Marchandisation, secteur privé et crèches d’entreprise
Ne confondons pas ici la marchandisation (investisseurs privés, financement de la demande, etc.) et le secteur privé. Actuellement, le secteur public et le secteur privé (notamment associatif) s’associent afin d’élargir l’offre d’accueil de qualité sur notre territoire. Il ne faut pas non plus davantage confondre les crèches d’entreprise et le secteur privé (il existe des crèches d’entreprise publiques).
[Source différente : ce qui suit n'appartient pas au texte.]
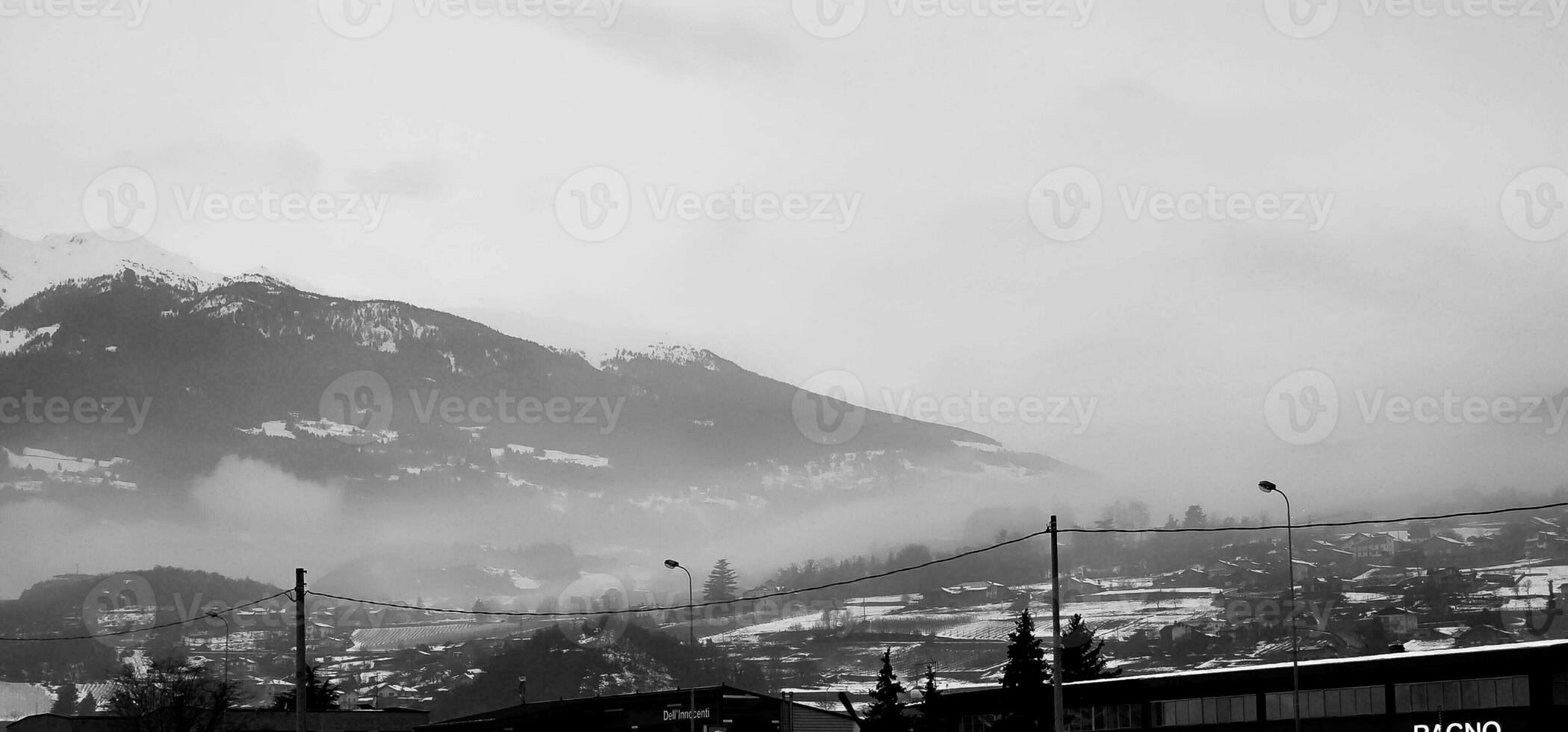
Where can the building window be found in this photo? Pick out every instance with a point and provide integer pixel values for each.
(1206, 710)
(1469, 693)
(1106, 717)
(1349, 701)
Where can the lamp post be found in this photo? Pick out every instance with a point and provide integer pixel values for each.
(690, 640)
(217, 615)
(1295, 648)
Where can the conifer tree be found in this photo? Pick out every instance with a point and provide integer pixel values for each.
(1081, 653)
(886, 712)
(1026, 677)
(933, 719)
(722, 582)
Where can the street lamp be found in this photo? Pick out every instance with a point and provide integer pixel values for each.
(1295, 648)
(690, 637)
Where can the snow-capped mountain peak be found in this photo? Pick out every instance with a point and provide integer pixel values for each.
(28, 267)
(670, 353)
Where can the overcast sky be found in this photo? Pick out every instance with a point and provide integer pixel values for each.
(1410, 282)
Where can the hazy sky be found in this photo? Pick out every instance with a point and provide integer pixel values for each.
(938, 128)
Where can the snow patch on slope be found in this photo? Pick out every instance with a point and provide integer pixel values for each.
(670, 353)
(25, 339)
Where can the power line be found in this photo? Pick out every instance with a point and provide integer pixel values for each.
(143, 629)
(784, 593)
(1328, 524)
(840, 583)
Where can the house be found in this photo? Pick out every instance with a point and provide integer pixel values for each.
(1482, 635)
(247, 720)
(1546, 545)
(1374, 546)
(1440, 550)
(1191, 577)
(970, 593)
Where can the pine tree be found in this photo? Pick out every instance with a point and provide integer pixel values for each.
(1026, 677)
(1026, 662)
(65, 699)
(1081, 653)
(319, 693)
(720, 582)
(886, 712)
(933, 719)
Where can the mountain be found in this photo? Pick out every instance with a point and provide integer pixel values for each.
(397, 405)
(30, 267)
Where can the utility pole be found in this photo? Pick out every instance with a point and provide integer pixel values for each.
(302, 671)
(1056, 633)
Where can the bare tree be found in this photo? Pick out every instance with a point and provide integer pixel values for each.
(171, 696)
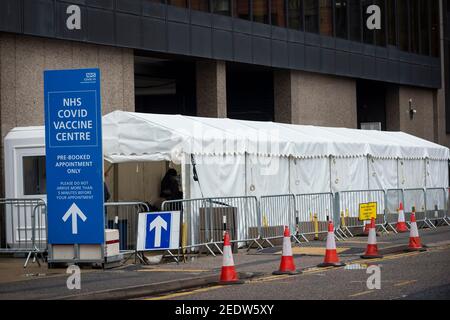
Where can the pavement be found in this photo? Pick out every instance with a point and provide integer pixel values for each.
(202, 273)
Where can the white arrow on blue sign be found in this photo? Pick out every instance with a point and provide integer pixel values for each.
(74, 156)
(158, 230)
(75, 212)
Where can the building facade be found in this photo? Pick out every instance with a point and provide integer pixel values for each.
(295, 61)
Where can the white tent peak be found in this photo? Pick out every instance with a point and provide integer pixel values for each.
(131, 136)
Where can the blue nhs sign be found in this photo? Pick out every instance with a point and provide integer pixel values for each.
(74, 158)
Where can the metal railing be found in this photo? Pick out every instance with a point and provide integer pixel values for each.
(416, 198)
(277, 211)
(314, 210)
(393, 199)
(437, 206)
(205, 219)
(23, 227)
(123, 216)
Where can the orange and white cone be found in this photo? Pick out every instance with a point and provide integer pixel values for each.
(331, 257)
(372, 247)
(401, 223)
(366, 228)
(287, 265)
(228, 274)
(414, 239)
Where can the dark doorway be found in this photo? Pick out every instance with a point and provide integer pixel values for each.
(164, 85)
(371, 101)
(250, 93)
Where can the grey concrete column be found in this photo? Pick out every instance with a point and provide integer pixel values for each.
(285, 104)
(211, 84)
(314, 99)
(397, 111)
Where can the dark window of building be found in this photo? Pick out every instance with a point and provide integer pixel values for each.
(295, 14)
(326, 17)
(250, 92)
(278, 14)
(446, 65)
(241, 9)
(380, 35)
(200, 5)
(222, 7)
(424, 27)
(311, 9)
(178, 3)
(403, 28)
(434, 8)
(391, 22)
(341, 7)
(414, 22)
(34, 181)
(260, 11)
(368, 35)
(355, 20)
(371, 102)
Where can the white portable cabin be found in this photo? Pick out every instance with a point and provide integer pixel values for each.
(250, 158)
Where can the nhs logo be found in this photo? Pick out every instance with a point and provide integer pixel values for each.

Seule une crèche d’entreprise au sens strict (réservée au personnel de l’entreprise) existe aujourd’hui à La Hulpe et n’est pas financée par l’ONE. A coté de celle-ci, de nombreuses crèches liées à des entreprises (hôpitaux, universités, centres de formation, etc.) existent et son financées par l’ONE, les Régions (pour l’emploi notamment) et les entreprises. Celles-ci fonctionnent avec les balises de la règlementation ONE des milieux d’accueil, et permettent d’accorder une priorité aux enfants des travailleurs et des travailleuses de l’entreprise. Ce mode d’accueil peut être intéressant pour autant qu’il respecte les règles d’inscription des familles, à savoir une priorité d’inscription, et pas une réservation de toutes les places aux seuls enfants du personnel des entreprises.
Pour la FILE, l’accueil de l’enfant ne se marchande pas. Pour éviter les dérives de la marchandisation (qualité et accessibilité) , il est indispensable de maintenir des exigences de qualité hautes (formation, infrastructures, taux d’encadrement…), d’accessibilité (participation financière des parents, formations, accueil de la diversité, priorités d’inscription…) et des balises importantes (statuts d’asbl pour recevoir des subventions par exemple). Un financement massif des pouvoirs publics est nécessaire pour une politique ambitieuse de l’accueil de l’enfant, mais des partenariats avec le secteur privé peuvent permettre de créer des places d’accueil sur l’ensemble du territoire (s’ils respectent la règlementation des milieux d’accueil).